Слава богу, что мне не достались какие-то очень продвинутые дети, зарыть таланты которых было бы большим грехом. Дети у меня совершенно нормальные. Мне кажется, гораздо важнее, чтобы ребенок рос счастливым, чтобы у него были хорошие отношения с родителями и миром. Поэтому к процессу обучения стоит подходить объективно: учебники набиты огромным количеством информации, которая не нужна. Например, если мы с вами возьмем сто человек на улице и станем спрашивать, из каких частей состоит тычинка, нам вряд ли все сто твердо ответят, что она состоит из пыльника и тычиночной нити. Можно еще спросить про логарифмы, про точную дату какой-либо средневековой войны… Кроме того, нельзя же заставить ребенка интересоваться чем-то, к чему он не предрасположен. Это тот конь, которого я могу привести к реке и могу даже в реке этой утопить, но у меня не получится заставить его напиться, если нет жажды. Правда, у домашников почти всегда есть набор базовых предметов, для каждой семьи индивидуальных, на которых родители настаивают в любом случае. Для нас это русский язык, математика, физика, история. Гораздо в меньшей степени — биология, география, литература.
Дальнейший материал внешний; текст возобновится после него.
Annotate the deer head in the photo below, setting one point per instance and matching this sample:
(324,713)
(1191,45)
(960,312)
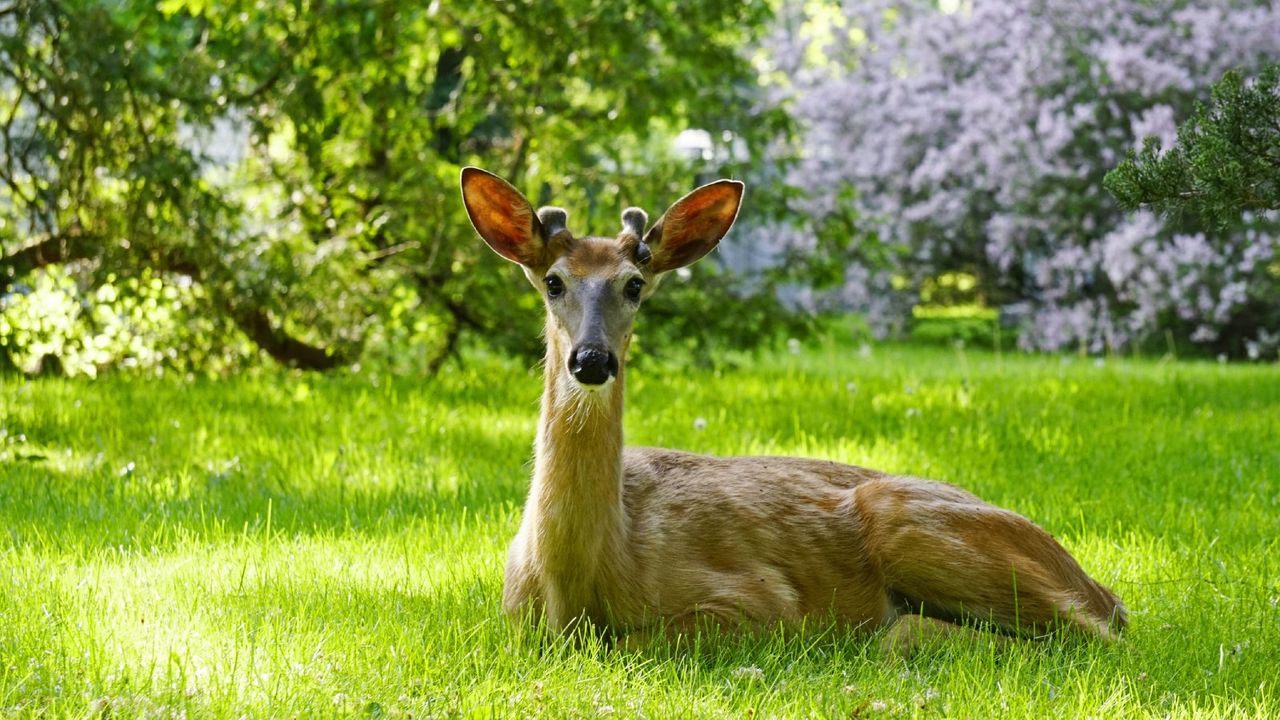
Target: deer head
(593,286)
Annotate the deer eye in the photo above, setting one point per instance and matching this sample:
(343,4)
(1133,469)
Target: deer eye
(632,290)
(554,286)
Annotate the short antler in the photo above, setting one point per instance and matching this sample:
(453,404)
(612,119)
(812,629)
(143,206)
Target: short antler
(634,220)
(554,220)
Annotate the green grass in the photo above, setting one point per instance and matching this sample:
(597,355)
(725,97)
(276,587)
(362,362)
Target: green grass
(332,546)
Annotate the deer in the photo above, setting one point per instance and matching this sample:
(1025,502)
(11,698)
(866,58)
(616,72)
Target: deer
(638,541)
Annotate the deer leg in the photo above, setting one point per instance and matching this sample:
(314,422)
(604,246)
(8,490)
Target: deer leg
(947,555)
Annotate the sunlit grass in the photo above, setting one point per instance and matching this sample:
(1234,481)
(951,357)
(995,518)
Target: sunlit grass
(333,546)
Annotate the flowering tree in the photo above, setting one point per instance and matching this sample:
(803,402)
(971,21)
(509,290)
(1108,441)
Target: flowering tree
(977,141)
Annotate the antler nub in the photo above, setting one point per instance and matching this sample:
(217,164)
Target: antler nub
(554,220)
(634,220)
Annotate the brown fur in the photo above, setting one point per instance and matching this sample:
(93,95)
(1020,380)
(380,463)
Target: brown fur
(641,538)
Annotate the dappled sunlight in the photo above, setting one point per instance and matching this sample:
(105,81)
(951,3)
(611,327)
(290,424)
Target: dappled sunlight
(342,546)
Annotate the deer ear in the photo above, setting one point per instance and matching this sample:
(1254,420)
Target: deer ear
(694,224)
(502,217)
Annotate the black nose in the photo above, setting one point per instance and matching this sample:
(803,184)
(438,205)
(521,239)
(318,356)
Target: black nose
(593,365)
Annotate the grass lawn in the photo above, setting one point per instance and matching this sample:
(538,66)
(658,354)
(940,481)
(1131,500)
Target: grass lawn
(333,546)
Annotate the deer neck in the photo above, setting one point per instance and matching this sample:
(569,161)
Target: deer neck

Так у нас сложилось. 

— Вы верите в дидактическую функцию литературы?

— Люди часто говорят, что какая-то книга оказала на них огромное влияние. Я не уверена, что автор такой книги непременно рассчитывал влиять на умы. Думаю, что не нужно писать художественный текст только для того, чтоб кого-то воспитывать. Мне кажется, основная функция книги — получение удовольствия. И для писателя, и для читателя. Читать именно эту книгу должно хотеться; рассудочно, для пользы дела мы читаем только учебники. Точно так же и со стороны писателя: ему должно просто нравиться, доставлять удовольствие то, что он пишет. Книги, которые пишутся с расчетом кого-то там воспитать, как правило, получаются очень скучными. Да, это может получиться само по себе, попутно, но не должно быть изначальной авторской целью. Мне кажется, это был просто такой тренд в советские годы: «Дети, чему учит нас эта книга?» Слава богу, от такой утилитарности мы наконец-то стали уходить. Сейчас книга заставляет скорее задуматься о жизни вообще, чем направленно воспитывает некие заранее заданные положительные качества.

— Вот две ваши последние книги заставляют задуматься о проблемах сиротства. Как мы знаем, вы в силу жизненной ситуации очень много времени посвятили этому вопросу. Что нужно понимать про этих детей, чего никто не понимает? Какой главный миф?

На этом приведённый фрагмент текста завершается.